Labeled point
A labeled point is a local vector, either dense or sparse, associated with a label/response. In MLlib, labeled points are used in supervised learning algorithms. We use a double to store a label, so we can use labeled points in both regression and classification. For binary classification, a label should be either 0 (negative) or 1 (positive). For multiclass classification, labels should be class indices starting from zero: 0, 1, 2, ….
标记点是与标签/响应相关联的密集或稀疏的局部矢量。在MLlib中,标记点用于监督学习算法。我们使用double来存储标签,因此我们可以在回归和分类中使用标记点。对于二进制分类,标签应为0(负)或1(正)。对于多类分类,标签应该是从零开始的类索引:0, 1, 2, …。
Python
A labeled point is represented by LabeledPoint.
标记点表示为 LabeledPoint。
Refer to the LabeledPoint Python docs for more details on the API.
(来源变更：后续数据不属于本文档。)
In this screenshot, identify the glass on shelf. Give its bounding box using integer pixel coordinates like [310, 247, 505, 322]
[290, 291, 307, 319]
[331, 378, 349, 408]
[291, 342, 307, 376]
有关API的更多详细信息,请参阅LabeledPointPython文档。
from pyspark.mllib.linalg import SparseVector
from pyspark.mllib.regression import LabeledPoint
# Create a labeled point with a positive label and a dense feature vector.
pos = LabeledPoint(1.0, [1.0, 0.0, 3.0])
# Create a labeled point with a negative label and a sparse feature vector.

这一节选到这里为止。